Pourtant, ce qui peut marcher sur quelques pistes peut aussi complètement se planter sur d'autres. I Need You exploite une boucle mélodique intéressante mais la répétition extrême finit par l'user. Ce n'est ni la faute de l'excellent Warren Ellis ni des qualités intrinsèques de la chanson mais ce morceau, traînant bien trop en longueur, n'est pas de la même trempe que les autres. Pour ne rien arranger, les backing vocals du refrain possèdent un aspect gnan-gnan prononcé que l'album évite si brillamment par ailleurs.

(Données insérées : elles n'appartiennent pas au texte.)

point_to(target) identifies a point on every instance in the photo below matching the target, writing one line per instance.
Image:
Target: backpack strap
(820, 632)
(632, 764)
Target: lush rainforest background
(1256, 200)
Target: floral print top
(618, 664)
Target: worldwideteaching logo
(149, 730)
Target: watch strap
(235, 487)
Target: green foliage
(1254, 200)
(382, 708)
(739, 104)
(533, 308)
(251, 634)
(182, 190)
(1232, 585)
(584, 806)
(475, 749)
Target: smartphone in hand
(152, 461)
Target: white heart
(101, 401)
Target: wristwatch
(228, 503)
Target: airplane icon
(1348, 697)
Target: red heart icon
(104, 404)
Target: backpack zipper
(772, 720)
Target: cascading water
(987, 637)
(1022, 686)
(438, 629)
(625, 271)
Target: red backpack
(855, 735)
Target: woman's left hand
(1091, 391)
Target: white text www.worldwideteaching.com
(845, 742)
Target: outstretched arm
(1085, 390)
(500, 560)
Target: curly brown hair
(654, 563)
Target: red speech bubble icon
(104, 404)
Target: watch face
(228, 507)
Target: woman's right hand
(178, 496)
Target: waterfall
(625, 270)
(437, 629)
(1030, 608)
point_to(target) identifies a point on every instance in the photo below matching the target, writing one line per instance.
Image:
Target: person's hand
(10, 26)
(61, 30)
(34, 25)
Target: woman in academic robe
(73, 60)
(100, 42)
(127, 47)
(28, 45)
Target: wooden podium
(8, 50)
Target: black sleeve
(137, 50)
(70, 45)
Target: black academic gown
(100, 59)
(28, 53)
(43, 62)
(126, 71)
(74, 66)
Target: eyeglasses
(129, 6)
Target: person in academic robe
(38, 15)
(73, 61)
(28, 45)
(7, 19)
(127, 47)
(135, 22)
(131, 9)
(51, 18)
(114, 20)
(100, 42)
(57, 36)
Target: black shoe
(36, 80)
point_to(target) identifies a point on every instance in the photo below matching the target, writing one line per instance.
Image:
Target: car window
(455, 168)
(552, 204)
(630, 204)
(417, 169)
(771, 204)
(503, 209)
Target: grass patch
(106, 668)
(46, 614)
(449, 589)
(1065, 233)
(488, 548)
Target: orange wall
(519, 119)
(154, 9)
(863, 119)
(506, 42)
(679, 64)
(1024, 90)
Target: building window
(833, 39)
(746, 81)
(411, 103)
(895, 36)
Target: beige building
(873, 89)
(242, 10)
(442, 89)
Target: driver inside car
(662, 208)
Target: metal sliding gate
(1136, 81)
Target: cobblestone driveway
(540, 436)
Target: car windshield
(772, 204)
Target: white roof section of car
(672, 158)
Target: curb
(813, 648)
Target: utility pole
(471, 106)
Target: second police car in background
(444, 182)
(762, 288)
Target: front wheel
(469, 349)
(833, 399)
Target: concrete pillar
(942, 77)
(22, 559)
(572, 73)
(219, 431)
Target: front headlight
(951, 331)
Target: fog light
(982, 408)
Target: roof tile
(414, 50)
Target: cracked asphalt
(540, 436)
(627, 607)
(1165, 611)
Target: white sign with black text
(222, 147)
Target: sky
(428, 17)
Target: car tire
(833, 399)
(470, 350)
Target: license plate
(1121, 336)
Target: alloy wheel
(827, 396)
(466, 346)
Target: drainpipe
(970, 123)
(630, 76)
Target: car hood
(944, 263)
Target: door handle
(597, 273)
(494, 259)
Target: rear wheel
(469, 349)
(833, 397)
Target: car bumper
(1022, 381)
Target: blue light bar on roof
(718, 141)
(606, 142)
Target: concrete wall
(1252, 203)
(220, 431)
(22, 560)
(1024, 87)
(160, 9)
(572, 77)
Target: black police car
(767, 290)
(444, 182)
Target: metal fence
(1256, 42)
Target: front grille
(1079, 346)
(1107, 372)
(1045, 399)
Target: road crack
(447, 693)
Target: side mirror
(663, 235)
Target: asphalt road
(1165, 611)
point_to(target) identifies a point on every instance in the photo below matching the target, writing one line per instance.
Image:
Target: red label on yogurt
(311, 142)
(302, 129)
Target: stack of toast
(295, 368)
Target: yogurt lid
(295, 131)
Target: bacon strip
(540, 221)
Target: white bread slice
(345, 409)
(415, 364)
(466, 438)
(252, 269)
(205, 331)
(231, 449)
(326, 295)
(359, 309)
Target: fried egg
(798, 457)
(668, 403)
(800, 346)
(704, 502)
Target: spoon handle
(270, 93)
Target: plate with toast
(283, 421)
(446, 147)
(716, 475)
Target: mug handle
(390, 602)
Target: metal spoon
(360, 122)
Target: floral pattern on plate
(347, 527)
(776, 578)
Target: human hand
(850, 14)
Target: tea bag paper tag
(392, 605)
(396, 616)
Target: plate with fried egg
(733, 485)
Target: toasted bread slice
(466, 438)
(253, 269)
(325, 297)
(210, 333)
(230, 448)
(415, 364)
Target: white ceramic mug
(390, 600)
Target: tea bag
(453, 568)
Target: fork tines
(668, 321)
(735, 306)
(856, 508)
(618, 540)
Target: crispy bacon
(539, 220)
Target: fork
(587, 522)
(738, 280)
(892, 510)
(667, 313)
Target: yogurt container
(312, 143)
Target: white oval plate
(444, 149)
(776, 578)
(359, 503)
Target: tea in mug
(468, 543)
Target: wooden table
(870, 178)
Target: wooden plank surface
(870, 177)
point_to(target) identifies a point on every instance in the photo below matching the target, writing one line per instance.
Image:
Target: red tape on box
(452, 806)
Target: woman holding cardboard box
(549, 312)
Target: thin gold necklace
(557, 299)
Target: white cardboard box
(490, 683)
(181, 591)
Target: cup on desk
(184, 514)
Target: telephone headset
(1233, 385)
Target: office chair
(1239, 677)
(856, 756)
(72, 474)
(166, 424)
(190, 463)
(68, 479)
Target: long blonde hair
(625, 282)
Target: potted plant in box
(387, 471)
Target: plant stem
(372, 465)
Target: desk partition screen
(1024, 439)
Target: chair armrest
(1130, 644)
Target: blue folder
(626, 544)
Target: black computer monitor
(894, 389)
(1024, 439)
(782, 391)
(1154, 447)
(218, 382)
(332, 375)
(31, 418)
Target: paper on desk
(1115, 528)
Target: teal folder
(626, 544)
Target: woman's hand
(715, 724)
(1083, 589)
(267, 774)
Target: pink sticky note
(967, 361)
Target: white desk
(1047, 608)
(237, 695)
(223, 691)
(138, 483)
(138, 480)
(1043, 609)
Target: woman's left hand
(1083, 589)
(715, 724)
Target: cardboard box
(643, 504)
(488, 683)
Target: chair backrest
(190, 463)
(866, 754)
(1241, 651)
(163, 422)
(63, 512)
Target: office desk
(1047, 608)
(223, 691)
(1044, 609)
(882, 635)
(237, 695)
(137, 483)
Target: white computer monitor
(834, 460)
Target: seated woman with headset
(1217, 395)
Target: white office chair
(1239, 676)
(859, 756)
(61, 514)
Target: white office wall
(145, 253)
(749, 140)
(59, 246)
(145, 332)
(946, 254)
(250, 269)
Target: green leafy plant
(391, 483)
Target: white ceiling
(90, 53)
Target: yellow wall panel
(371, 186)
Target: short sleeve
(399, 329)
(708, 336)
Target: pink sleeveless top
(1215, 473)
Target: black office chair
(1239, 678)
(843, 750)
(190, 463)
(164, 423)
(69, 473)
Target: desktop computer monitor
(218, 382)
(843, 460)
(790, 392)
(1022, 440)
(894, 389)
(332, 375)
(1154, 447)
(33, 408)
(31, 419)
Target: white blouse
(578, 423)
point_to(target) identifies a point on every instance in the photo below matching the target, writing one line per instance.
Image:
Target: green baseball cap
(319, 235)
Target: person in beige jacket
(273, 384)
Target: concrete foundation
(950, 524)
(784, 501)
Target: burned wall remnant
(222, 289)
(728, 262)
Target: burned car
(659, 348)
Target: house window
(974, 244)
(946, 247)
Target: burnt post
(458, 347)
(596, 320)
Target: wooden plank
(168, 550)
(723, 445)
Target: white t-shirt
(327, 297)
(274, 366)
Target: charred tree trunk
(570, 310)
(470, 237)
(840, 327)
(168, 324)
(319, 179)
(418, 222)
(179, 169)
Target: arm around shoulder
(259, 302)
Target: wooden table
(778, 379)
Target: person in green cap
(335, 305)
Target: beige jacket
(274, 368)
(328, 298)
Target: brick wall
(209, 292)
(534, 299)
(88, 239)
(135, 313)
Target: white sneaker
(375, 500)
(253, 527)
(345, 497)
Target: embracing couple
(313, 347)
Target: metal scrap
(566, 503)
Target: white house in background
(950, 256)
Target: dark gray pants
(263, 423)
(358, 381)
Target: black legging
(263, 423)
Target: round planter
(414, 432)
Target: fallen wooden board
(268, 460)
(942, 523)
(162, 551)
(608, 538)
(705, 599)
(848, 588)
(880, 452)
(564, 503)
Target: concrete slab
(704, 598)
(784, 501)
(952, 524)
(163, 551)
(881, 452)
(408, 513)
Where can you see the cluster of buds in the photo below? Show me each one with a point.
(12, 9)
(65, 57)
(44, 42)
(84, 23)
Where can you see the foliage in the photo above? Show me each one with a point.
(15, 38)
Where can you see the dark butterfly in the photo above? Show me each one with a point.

Nick Cave, par le passé, a déjà touché les cieux sur quelques moments de grâce ultime. Into My Arms est une des chansons d'amour les plus belles jamais imaginées, The Mercy Seat continue de fasciner par sa fougue, Where The Wild Roses Grow réunit un duo d'anthologie pour un storytelling sublime... Distant Sky pourrait bien s'ajouter à la liste. En partageant l'affiche avec la Danoise Else Torp, le natif de Victoria, livre de la poésie pour nos oreilles. Sur un fond cristallin de symphonie électronique, les deux chanteurs se renvoient la balle : lui doux et sournois, elle charmeuse et aérienne. Distant Sky berce tout en enivrant. En dehors d'une fin arrivant un peu trop brutalement, c'est un sans-faute.
Skeleton Tree accumule les moments de bravoure. Il transforme un chagrin en une œuvre magistrale, capable de résonner auprès du public de Nick Cave aussi bien que toucher les néophytes. « All the things we love [...], we lose. » chante le Prince Of Darkness sur Anthrocene. Il n'aurait jamais aussi bien porté son surnom.
Discographie :
From Her to Eternity (1984)
The Firstborn Is Dead (1985)
Kicking Against the Pricks (1986)
Your Funeral... My Trial (1986)
Tender Prey (1988)
The Good Son (1990)
Henry's Dream (1992)
Let Love In (1994)
Murder Ballads (1996)
The Boatman's Call (1997)
No More Shall We Part (2001)
Nocturama (2003)
Abattoir Blues / The Lyre of Orpheus (2004)
Dig, Lazarus, Dig!!! (2008)
Push the Sky Away (2013)
Skeleton Tree (2016)
Tracklist de Skeleton Tree (en gras les morceaux essentiels) :
1. Jesus Alone 5:52
2. Rings of Saturn 3:28
3. Girl in Amber 4:51
4. Magneto 5:22
5. Anthrocene 4:34
6. I Need You 5:58
7. Distant Sky 5:36
8. Skeleton Tree 4:01
Nick Cave And The Bad Seeds – Skeleton Tree
Bad Seed Ltd.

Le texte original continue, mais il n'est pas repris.